How to make succession planning the New Year’s resolution that actually sticks!
January is the traditional time for making resolutions. And while some goals – losing weight, getting fitter, learning a language – seem to appear with monotonous regularity on our personal ‘to do’ list, at Succession Plus we think business owners could use some of that fresh-start energy to tackle some of the thorny issues around succession planning.
Keeping it in the family
Here in Western Australia we have a proud tradition of family-run businesses. In fact, despite the global move towards the creation of ever-larger corporations, there are still a surprising number of Australian businesses established in the latter part of the 19th century that are owned and operated by descendants of the founders – to the fourth, fifth and even sixth generations.
Family businesses are notoriously difficult to sustain. Often, the founder has used his or her expertise to grow a business from scratch, employing ingenuity to build a successful enterprise. Problems arise when the business has to be spilt to satisfy the divergent interests of the next generation – especially where there are a several potential successors, or, indeed, none.
Planning for the future
In our experience, enduring family businesses share some common approaches which are worth examining.

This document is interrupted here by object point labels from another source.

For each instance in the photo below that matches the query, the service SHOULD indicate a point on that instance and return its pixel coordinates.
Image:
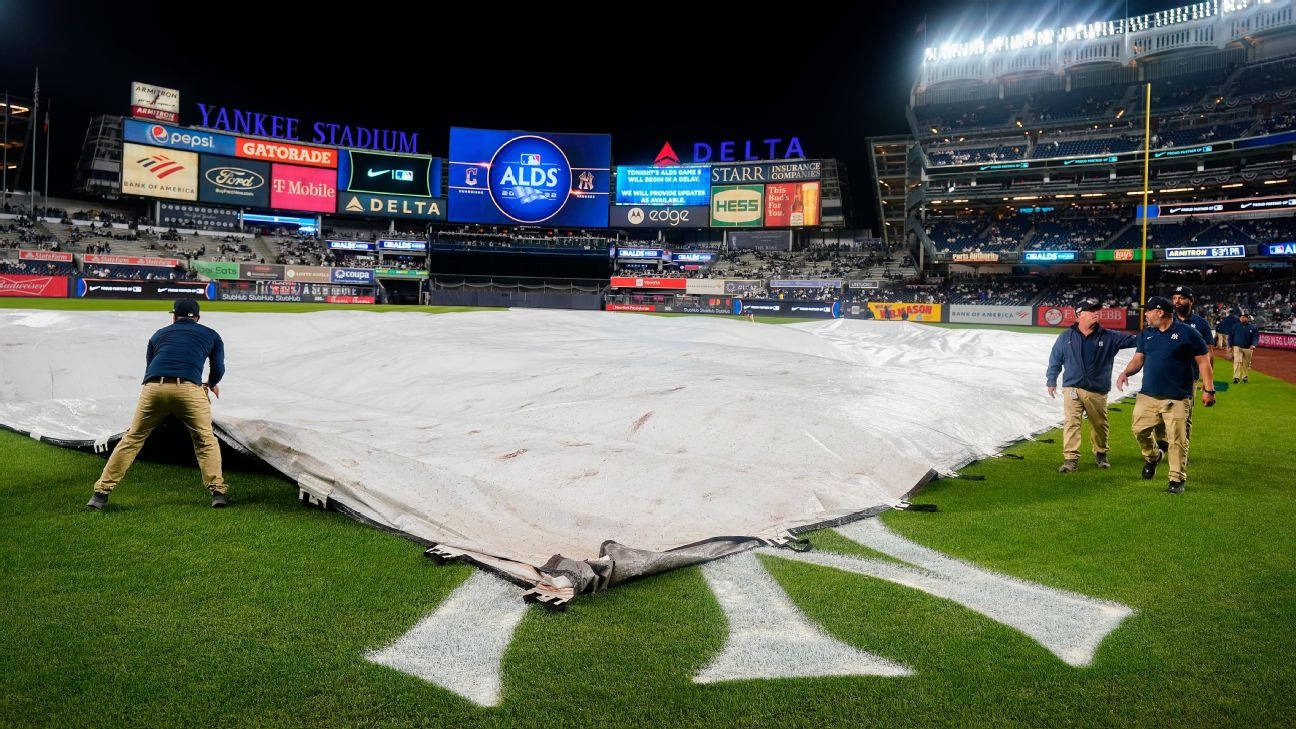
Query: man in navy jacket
(1086, 352)
(1246, 336)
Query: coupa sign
(320, 132)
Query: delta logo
(160, 165)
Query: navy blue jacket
(1094, 376)
(180, 349)
(1227, 323)
(1244, 335)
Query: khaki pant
(1242, 362)
(1154, 417)
(1076, 404)
(157, 400)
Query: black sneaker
(1150, 467)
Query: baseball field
(163, 612)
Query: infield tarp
(512, 437)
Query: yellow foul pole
(1147, 153)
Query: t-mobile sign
(303, 188)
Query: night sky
(830, 77)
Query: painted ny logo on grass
(459, 646)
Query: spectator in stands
(1086, 352)
(1246, 336)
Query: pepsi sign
(499, 177)
(176, 138)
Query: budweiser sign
(20, 284)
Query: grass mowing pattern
(163, 612)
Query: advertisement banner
(302, 188)
(176, 138)
(287, 153)
(1239, 205)
(1047, 256)
(792, 204)
(392, 206)
(1065, 317)
(359, 276)
(511, 177)
(380, 173)
(108, 288)
(311, 274)
(350, 245)
(743, 287)
(131, 261)
(233, 182)
(1205, 252)
(640, 253)
(738, 206)
(705, 287)
(189, 215)
(659, 217)
(758, 240)
(774, 308)
(972, 314)
(23, 284)
(261, 271)
(805, 283)
(670, 186)
(154, 101)
(44, 256)
(709, 305)
(215, 269)
(626, 282)
(1122, 254)
(897, 311)
(156, 173)
(766, 171)
(403, 245)
(1272, 340)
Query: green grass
(163, 612)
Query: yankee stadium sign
(239, 121)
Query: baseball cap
(1159, 302)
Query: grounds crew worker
(171, 387)
(1244, 337)
(1167, 348)
(1086, 350)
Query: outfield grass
(163, 612)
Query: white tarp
(526, 433)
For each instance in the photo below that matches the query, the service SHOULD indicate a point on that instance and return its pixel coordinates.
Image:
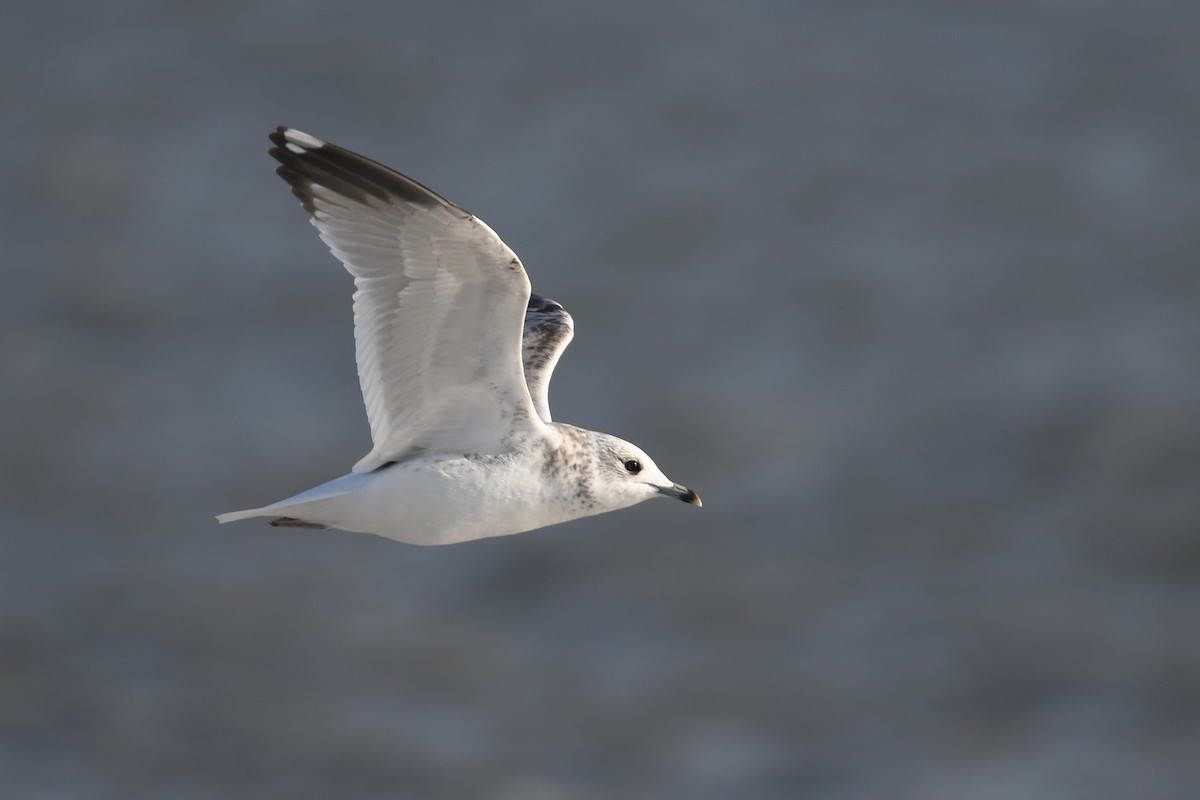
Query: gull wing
(549, 330)
(438, 304)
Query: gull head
(627, 475)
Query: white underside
(432, 501)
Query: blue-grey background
(907, 290)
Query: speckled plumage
(455, 358)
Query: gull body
(455, 358)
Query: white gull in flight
(455, 358)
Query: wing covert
(547, 331)
(438, 305)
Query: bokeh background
(907, 290)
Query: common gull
(455, 358)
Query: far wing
(438, 306)
(549, 330)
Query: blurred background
(906, 290)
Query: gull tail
(311, 509)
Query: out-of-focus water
(907, 292)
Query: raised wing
(549, 330)
(438, 306)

Perhaps the most important step is to start planning for succession well in advance of handing over the reins. It’s important to think carefully about the direction of the business and to consider how to align the personal, business and financial goals of the key stakeholders. Once you’ve had an open and honest discussion about what everyone involved wants – retirement, management responsibility, shares, buy-out – you’ll be able to make plans that will ensure a positive outcome for all.
Opportunities for expansion
As family businesses get older, the expectations of a widening succession pool can endanger its survival, but, when approached properly, planning for succession can also lead to growth and diversity. Some of the most successful companies look for opportunities for family members to develop new business ideas that utilise the strengths of the parent company. In this way, a garden centre might establish a landscaping or arboriculture arm led by one of the successors, for instance.
Sometimes it happens that several family members don’t want to succeed to the business, preferring to pursue their professional endeavours elsewhere. In this case, much thought has to be given to making plans to finance an asset split. Often, the first port of call is to commission an independent valuation before discussing the funding sources – which may include separating and selling parts of the business or securing a loan.
Bringing outsiders in
Although the temptation may be to keep strategic roles in the family, there can be compelling reasons for bringing in some new blood.
While it’s good practice for family members to acquire broad business, management and leadership skills, companies can be transformed by importing top-level expertise. Every board has a responsibility to its stakeholders; bringing in professionals with a different perspective – and a track record for growth and innovation – can bring fresh energy and creativity to your organisation.
Keeping the discussions going
We know that the businesses most likely to succeed across successive generations are those that keep the lines of communication open. Family businesses fail when resentments and rivalries are allowed to flourish and fester; they prosper with honesty, planning, preparation and empowerment.